ROOM FOR REASSURANCE

“That the casually exposed are not getting sick, it’s reassuring,” said Julie Fischer, an associate research professor of health policy at George Washington University. “What we’ve seen so far, it’s not surprising and it’s not shocking.”

That’s a good thing. This entire harrowing episode is playing out as health authorities predicted. Ebola is acting as portrayed in medical textbooks, based on nearly 40 years of research. Experts said the disease is hard to catch, that an infected person is not contagious until symptoms appear and that Ebola is spread by close contact with bodily fluids such as blood, sweat and saliva.

No evidence points to anything else.

“Ebola is not a terribly infectious disease,” said Joel Selanikio, a former U.S. Centers for Disease Control and Prevention (CDC) epidemiologist. “It’s quite difficult to get.”

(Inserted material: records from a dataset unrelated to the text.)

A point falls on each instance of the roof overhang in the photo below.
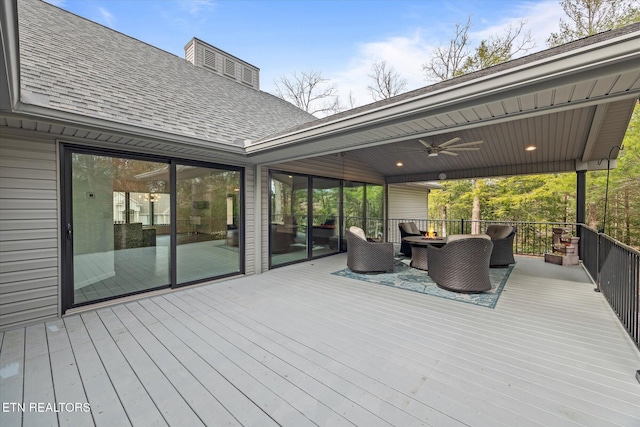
(574, 104)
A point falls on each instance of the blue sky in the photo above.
(339, 38)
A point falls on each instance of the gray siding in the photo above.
(28, 231)
(264, 197)
(249, 216)
(349, 168)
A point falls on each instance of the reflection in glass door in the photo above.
(119, 226)
(353, 207)
(288, 223)
(325, 206)
(207, 223)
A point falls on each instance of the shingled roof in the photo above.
(74, 65)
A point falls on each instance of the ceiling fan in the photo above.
(449, 148)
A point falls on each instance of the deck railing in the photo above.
(615, 268)
(612, 265)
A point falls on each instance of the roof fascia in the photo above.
(547, 70)
(9, 56)
(61, 118)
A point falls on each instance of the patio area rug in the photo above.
(412, 279)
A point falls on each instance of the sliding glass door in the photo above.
(120, 210)
(135, 223)
(288, 218)
(309, 215)
(207, 223)
(325, 207)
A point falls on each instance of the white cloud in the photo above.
(405, 54)
(107, 17)
(196, 6)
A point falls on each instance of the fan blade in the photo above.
(449, 142)
(425, 143)
(465, 144)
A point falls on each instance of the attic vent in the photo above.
(209, 59)
(247, 75)
(229, 67)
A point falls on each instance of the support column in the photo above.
(581, 190)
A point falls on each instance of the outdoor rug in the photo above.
(412, 279)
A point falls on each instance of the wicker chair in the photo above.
(408, 229)
(462, 265)
(502, 237)
(367, 257)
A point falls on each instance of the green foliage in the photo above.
(552, 197)
(588, 17)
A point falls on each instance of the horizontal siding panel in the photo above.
(21, 318)
(27, 265)
(13, 299)
(14, 193)
(29, 304)
(26, 245)
(28, 224)
(28, 163)
(23, 147)
(14, 235)
(34, 254)
(28, 231)
(23, 183)
(24, 275)
(26, 204)
(17, 214)
(22, 154)
(26, 285)
(22, 173)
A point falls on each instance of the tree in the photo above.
(386, 81)
(446, 62)
(588, 17)
(310, 92)
(499, 49)
(459, 58)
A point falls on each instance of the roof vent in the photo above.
(220, 62)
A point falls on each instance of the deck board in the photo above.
(299, 346)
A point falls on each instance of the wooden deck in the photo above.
(297, 346)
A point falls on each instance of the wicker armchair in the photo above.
(408, 229)
(462, 265)
(502, 237)
(367, 257)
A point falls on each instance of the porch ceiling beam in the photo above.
(594, 131)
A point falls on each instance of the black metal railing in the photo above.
(615, 268)
(532, 238)
(588, 251)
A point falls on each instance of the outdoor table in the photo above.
(419, 249)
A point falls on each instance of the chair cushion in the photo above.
(358, 232)
(455, 237)
(410, 227)
(496, 231)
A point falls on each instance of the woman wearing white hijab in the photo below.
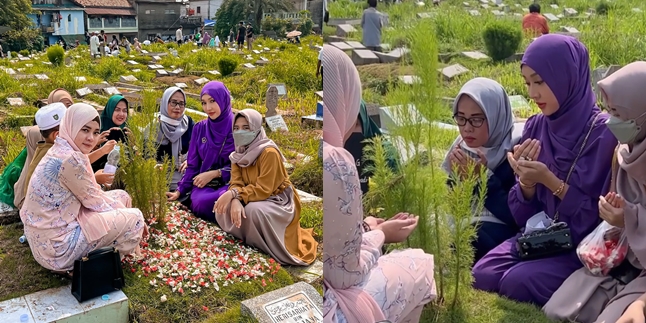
(484, 117)
(175, 129)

The fear behind Ebola is massive. But the virus does not appear to be any more virulent than in previous outbreaks, experts say. Doomsday predictions of Ebola mutating and becoming airborne like the flu have not played out. The “airborne” discussion has frustrated many scientists, such as Heather Lander, who holds a doctorate in experimental pathology and worked in high-security labs with Ebola. It led her to start a blog called Pathogen Perspectives, which delves into the myths and realities of the disease.

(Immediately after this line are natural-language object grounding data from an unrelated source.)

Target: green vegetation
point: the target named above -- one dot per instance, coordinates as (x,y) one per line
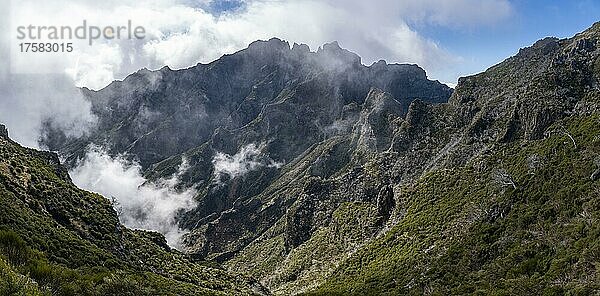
(465,231)
(56,239)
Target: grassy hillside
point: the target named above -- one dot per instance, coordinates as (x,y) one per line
(56,239)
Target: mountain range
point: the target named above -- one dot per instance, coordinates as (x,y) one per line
(316,174)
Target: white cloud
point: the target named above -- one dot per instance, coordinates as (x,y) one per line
(28,100)
(180,35)
(141,205)
(249,158)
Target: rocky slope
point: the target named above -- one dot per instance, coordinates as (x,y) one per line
(365,181)
(56,239)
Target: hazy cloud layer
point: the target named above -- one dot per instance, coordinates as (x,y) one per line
(249,158)
(141,205)
(182,33)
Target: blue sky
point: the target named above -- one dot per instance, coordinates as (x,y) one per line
(529,21)
(479,46)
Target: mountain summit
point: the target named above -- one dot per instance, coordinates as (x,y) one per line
(317,174)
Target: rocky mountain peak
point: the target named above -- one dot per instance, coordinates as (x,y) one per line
(333,55)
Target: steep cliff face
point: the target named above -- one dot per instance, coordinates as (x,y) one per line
(154,115)
(496,191)
(318,174)
(260,110)
(56,239)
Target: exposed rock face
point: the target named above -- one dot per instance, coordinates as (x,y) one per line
(282,100)
(75,238)
(343,149)
(158,114)
(3,131)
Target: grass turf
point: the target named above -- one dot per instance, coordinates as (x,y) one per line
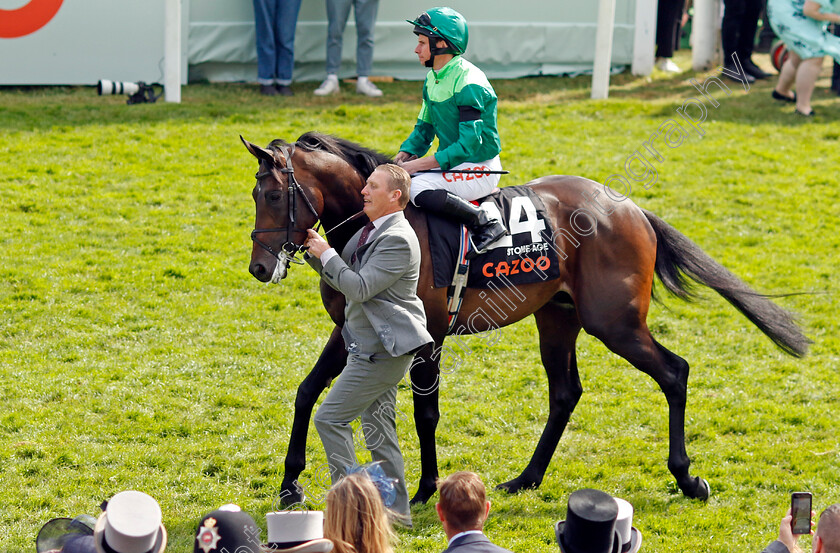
(136,352)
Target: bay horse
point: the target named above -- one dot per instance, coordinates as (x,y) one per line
(604,288)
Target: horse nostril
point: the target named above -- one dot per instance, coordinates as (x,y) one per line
(258,270)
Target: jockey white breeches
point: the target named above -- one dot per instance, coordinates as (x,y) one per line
(469,186)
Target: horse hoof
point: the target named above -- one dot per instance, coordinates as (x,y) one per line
(517,485)
(422,496)
(705,491)
(289,497)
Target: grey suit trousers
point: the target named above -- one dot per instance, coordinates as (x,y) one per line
(367,388)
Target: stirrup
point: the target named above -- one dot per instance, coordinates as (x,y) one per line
(475,250)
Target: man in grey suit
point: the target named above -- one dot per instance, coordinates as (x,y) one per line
(384,326)
(463,507)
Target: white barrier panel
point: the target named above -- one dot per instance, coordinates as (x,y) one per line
(81,41)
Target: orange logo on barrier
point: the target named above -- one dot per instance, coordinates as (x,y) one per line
(27,19)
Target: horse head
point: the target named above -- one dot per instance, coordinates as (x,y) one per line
(284,211)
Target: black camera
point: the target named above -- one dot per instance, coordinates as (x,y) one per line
(138,93)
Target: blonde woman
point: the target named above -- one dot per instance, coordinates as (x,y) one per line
(355,518)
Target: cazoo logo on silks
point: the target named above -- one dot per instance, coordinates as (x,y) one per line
(28,18)
(522,219)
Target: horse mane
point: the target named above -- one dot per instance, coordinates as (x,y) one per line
(364,160)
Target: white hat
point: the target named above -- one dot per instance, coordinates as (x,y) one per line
(131,523)
(631,539)
(296,532)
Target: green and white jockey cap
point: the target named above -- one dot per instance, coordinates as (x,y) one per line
(446,24)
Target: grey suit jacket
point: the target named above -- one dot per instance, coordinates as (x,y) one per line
(474,543)
(383,312)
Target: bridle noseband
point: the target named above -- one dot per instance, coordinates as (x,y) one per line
(288,250)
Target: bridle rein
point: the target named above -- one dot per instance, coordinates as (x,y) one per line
(288,250)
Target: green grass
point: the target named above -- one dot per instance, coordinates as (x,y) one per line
(136,352)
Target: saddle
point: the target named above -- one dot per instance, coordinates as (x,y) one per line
(522,257)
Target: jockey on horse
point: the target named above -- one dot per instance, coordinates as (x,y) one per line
(459,107)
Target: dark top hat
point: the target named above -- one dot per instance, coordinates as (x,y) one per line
(590,524)
(228,528)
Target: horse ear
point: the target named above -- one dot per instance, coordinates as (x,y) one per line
(257,152)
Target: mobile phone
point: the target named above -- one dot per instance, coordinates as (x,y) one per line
(800,511)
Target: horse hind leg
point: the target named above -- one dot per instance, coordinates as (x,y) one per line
(425,387)
(670,372)
(558,327)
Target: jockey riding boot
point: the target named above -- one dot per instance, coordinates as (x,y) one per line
(484,230)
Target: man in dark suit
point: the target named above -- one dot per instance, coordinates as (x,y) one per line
(384,326)
(463,507)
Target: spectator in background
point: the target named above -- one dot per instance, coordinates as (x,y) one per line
(338,11)
(737,35)
(826,539)
(462,510)
(355,518)
(668,19)
(801,24)
(275,22)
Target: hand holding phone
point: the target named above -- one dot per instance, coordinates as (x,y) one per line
(800,511)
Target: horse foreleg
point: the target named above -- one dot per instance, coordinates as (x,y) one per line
(558,328)
(425,384)
(329,365)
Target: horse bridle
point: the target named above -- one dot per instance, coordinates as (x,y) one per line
(288,250)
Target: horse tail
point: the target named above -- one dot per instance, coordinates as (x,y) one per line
(678,259)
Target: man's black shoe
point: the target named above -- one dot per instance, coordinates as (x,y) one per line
(735,74)
(783,98)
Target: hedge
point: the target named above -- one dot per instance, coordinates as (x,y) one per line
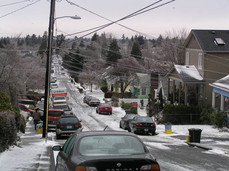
(181,114)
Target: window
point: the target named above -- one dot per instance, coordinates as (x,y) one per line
(187,58)
(143,91)
(219,41)
(68,145)
(200,56)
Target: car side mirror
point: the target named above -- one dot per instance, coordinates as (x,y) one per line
(57,148)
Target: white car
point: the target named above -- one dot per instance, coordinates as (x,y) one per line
(59,100)
(65,107)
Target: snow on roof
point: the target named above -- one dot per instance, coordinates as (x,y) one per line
(188,73)
(222,83)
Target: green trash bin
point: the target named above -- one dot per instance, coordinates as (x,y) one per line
(195,135)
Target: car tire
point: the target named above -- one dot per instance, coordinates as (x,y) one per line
(58,136)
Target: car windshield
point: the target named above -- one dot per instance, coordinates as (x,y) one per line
(63,107)
(59,98)
(55,113)
(110,145)
(144,119)
(69,120)
(129,116)
(105,105)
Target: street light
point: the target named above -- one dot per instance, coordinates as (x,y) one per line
(72,17)
(75,17)
(48,65)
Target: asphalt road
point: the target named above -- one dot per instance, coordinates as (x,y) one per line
(175,158)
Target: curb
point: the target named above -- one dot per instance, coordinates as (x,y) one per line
(199,146)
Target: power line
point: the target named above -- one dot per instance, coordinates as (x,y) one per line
(19,9)
(14,3)
(138,12)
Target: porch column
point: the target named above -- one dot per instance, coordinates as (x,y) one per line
(169,90)
(179,98)
(185,94)
(174,91)
(213,99)
(221,102)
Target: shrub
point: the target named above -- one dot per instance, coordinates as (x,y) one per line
(205,115)
(218,118)
(181,114)
(128,108)
(8,130)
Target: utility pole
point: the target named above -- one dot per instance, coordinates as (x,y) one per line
(48,66)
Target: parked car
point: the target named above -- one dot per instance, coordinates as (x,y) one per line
(54,85)
(104,108)
(86,98)
(104,151)
(124,122)
(59,100)
(25,108)
(65,107)
(93,102)
(53,116)
(142,125)
(67,125)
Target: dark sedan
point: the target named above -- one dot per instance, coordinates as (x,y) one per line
(104,108)
(67,125)
(104,151)
(124,122)
(142,125)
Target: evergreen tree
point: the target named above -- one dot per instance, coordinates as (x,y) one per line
(44,44)
(136,51)
(113,53)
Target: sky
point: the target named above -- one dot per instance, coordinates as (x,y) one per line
(23,17)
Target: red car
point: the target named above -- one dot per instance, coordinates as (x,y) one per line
(53,116)
(24,108)
(105,108)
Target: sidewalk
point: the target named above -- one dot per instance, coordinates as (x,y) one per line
(33,153)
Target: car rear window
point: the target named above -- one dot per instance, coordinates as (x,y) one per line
(56,113)
(69,120)
(110,145)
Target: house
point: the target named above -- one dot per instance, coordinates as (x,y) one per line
(220,94)
(206,60)
(142,84)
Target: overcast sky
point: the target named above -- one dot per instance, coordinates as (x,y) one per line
(23,17)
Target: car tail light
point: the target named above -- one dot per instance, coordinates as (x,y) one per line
(153,167)
(82,168)
(153,125)
(78,124)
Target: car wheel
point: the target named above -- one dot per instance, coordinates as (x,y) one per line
(58,136)
(154,133)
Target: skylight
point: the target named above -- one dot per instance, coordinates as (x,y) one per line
(219,41)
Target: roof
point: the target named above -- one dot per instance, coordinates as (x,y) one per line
(222,83)
(211,40)
(144,80)
(188,73)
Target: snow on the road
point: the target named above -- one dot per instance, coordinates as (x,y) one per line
(28,154)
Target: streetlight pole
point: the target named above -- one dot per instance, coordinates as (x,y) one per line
(75,17)
(48,66)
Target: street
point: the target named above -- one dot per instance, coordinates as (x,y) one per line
(171,156)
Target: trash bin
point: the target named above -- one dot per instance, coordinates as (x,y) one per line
(195,135)
(168,128)
(40,127)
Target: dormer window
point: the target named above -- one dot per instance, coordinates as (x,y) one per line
(219,41)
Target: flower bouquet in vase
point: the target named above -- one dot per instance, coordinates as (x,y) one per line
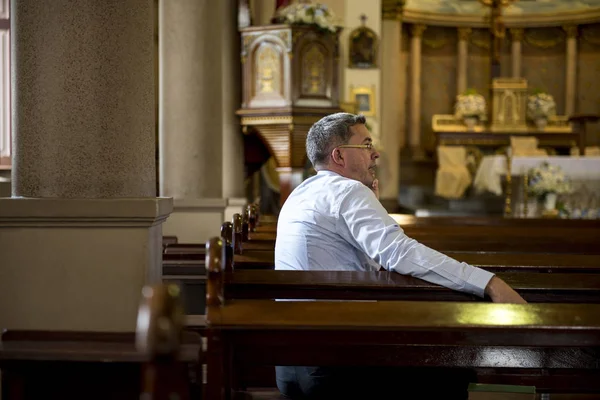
(470,107)
(546,182)
(303,12)
(540,107)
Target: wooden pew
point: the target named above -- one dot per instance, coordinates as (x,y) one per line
(95,365)
(349,285)
(554,347)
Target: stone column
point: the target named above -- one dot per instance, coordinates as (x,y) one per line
(233,146)
(463,53)
(517,40)
(82,233)
(392,107)
(201,151)
(571,70)
(415,90)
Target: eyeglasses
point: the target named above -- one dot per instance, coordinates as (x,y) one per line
(368,146)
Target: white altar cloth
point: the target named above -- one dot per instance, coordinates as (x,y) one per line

“We know how this is spread,” said Lander of Galveston, Texas, and those paths have not changed. “So far, what we’re seeing absolutely reaffirms what we were expecting to see.”

‘BREACH IN PROTOCOL’

Pham, the nurse at Texas Health Presbyterian Hospital, was infected despite taking every precaution. But she also cared for Duncan during a hospital stay that included dialysis and time on a ventilator. As the disease progressed, Duncan became increasingly contagious. The viral load grew. Invasive medical procedures are known to increase the hazards to health care workers.

“These are high-risk procedures,” Fischer said.

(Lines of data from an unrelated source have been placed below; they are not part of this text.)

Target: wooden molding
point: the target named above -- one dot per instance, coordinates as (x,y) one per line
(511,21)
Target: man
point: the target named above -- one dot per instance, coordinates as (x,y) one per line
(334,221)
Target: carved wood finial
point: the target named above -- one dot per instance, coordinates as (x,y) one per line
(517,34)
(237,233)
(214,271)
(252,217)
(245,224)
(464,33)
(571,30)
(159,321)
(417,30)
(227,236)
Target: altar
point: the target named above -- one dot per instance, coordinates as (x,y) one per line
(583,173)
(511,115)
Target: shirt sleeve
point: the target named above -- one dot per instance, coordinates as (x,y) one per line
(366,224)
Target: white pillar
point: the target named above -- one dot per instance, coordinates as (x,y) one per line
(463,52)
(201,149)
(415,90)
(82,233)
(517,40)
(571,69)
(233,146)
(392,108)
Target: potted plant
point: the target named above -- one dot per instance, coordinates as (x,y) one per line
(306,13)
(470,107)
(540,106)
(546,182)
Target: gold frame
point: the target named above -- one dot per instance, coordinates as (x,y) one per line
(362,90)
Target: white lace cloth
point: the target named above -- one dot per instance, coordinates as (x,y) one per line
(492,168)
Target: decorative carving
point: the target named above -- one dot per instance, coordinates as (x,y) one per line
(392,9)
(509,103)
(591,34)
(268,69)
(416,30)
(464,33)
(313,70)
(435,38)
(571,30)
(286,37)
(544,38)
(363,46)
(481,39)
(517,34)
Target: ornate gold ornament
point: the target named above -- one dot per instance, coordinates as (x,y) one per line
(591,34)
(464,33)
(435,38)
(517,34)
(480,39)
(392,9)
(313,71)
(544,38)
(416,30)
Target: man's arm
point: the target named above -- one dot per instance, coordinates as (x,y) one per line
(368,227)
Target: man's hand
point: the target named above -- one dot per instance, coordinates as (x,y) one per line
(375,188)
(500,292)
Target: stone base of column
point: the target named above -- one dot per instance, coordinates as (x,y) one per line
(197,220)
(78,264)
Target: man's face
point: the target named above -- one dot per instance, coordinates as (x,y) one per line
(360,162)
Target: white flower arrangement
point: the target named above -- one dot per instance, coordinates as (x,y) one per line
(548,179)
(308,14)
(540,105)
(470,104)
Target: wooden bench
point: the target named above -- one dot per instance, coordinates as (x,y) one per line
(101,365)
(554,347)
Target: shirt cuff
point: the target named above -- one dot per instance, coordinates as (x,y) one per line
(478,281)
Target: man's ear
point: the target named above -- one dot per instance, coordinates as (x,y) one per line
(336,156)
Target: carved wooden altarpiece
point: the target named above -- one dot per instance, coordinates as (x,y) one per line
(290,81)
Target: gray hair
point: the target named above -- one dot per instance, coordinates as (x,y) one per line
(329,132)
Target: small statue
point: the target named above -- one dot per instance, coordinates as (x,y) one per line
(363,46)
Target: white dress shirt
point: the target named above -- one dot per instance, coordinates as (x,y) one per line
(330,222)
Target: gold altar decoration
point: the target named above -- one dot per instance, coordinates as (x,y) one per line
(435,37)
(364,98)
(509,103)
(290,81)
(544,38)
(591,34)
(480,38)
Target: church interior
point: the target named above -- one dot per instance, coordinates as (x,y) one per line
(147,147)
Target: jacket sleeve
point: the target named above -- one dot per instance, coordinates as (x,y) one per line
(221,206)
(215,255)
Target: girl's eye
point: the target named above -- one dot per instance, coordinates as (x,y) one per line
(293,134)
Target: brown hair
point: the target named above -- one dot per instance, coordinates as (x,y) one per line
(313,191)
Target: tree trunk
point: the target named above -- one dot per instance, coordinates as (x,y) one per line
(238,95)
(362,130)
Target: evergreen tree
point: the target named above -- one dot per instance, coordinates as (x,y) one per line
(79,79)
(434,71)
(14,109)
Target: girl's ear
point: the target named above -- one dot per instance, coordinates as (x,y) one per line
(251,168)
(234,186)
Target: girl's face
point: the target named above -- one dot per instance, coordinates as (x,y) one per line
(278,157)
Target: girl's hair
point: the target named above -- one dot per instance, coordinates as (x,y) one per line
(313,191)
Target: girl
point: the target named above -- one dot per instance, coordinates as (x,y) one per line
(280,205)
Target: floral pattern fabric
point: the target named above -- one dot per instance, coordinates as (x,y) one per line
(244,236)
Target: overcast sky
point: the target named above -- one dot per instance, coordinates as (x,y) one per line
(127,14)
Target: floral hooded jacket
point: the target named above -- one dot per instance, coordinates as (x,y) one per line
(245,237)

CDC director Tom Frieden said Sunday that a “breach in protocol resulted in this infection,” a comment met by criticism because it sounded like he was blaming Pham. But some health officials saw Frieden’s comment as a way of tamping down fear about a novel infection route.

“This is not an unknown, inexplicable action by the virus,” Fischer said.

Even taking every precaution, things can go wrong. And the margin of error with Ebola is small.

All of this confidence, however, is built on the expectation that the virus continues to act like its historical self.

Pham now faces a fight against the disease. Other hospital workers will need to monitor themselves for symptoms of Ebola until at least Oct. 29, 21 days after Duncan died.

But that window of worry is closing for the group of nearly 50 people who had contact with Duncan before he was admitted to the hospital on Sept. 28. Their 21 days are up Oct. 19, less than a week away.

Considering that the bulk of infections appear in the first 10 to 12 days after exposure, that could be reassuring.